Protecting and preserving
South Africa has a rich and diverse natural heritage that we need to treasure and care for. Luckily, there are people who realise this.
For all its wanton consumption and destruction, ensuring the survival of species within our world is something the human race owes to the planet. Thankfully, large companies like Toyota – along with its partners the University of Johannesburg, African Centre for DNA Barcoding, International Barcode of Life and Ezemvelo KZN Wildlife – realise this. As a result, two years ago the Toyota Enviro Outreach programme was launched with the aim of protecting and preserving South Africa’s rich and diverse natural heritage.
Since its inception, the programme has supported the International Barcode of Life initiative, whereby local and international scientists work to collect, catalogue and list the DNA coding of plants and insects in order to ensure their survival. Now the Toyota Enviro Outreach programme is focusing its efforts on the iSimangaliso Wetland Park in KwaZulu-Natal, as part of the 2011 International Year of Forests.
The 332 000 hectare iSimangaliso Wetland Park is South Africa’s third largest park, extending from Maphelane (Cape St Lucia) in the south through Lake Sibaya to Kosi Bay in the north.

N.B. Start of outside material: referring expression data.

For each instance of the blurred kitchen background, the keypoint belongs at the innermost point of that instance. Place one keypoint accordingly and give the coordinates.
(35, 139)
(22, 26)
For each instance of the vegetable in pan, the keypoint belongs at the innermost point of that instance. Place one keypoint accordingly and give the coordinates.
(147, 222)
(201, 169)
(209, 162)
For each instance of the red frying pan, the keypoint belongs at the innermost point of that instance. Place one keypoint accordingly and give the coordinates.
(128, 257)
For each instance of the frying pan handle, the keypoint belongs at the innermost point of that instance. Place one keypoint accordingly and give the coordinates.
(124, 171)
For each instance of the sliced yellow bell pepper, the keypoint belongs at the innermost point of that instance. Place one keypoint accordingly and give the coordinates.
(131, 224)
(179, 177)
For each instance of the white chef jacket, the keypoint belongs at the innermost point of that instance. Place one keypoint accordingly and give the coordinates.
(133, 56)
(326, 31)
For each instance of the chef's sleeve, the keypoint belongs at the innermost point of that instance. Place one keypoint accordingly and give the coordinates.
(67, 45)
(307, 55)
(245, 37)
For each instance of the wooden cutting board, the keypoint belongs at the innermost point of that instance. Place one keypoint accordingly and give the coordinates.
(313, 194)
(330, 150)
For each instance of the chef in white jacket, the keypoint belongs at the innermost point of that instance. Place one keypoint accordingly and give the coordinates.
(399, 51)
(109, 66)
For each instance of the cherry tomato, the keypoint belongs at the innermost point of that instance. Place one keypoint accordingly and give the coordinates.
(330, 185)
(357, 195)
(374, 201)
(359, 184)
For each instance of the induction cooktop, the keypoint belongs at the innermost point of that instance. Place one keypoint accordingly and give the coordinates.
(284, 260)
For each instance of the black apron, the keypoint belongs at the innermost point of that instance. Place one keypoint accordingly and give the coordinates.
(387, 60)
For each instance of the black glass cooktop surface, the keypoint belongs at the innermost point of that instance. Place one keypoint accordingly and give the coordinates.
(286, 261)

The area contains three major lake systems, eight interlinking eco systems, most of South Africa’s remaining swamp forests, Africa’s largest estuarine system,
25 000-year-old coastal dunes (which are among the highest in the world) and 700-year-old fishing traditions. iSimangaliso, meaning “miracle and wonder”, was listed as South Africa’s first World Heritage Site in December 1999.
Although part of a broader ongoing environmental initiative, the aim of the 12-day iSimangaliso project – which kicked off from Toyota’s outdoor 4×4 stand at the Johannesburg International Motor Show on October 8 – was to collect specimens from a broad range of species and sub-species from this sensitive area, in order to produce
DNA barcodes for each.
The intention is to grow a reference library of DNA barcodes for South African plants and animals, intended for open access and use by the broader scientific and amateur environmentalist, ecologist and biologist communities. Over 1 020 species representing approximately 2 806 individuals were collected.
“It was amazing to witness how scientists from different backgrounds and experiences can work as a group to achieve a common goal. The spirit and passion were fantastic,” said team leader, Michelle van der Bank, on the Toyota Enviro Outreach blog.
The iSimangaliso project featured some of the most experienced and respected local and international scientists and researchers, including fish and mollusc specialists Herman van der Bank, Richard Greenfield and Andrew Deacon. Ansie Dippenaar-Schoeman focussed on spiders, while Paul Herbert, Erik Holm, Christian Deschodt, Vincent Savolainen and Brigitte Braschler conducted insect research. Olivier Maurin and Michelle van der Bank documented various plant species.
Renowned 4×4 specialist and eco-warrior, Gerhard Groenewald of the Klipbokkop 4×4 Academy, was available to lend an experienced hand, along with representatives from Ezemvelo KZN Wildlife, various media, and personnel from Toyota South Africa.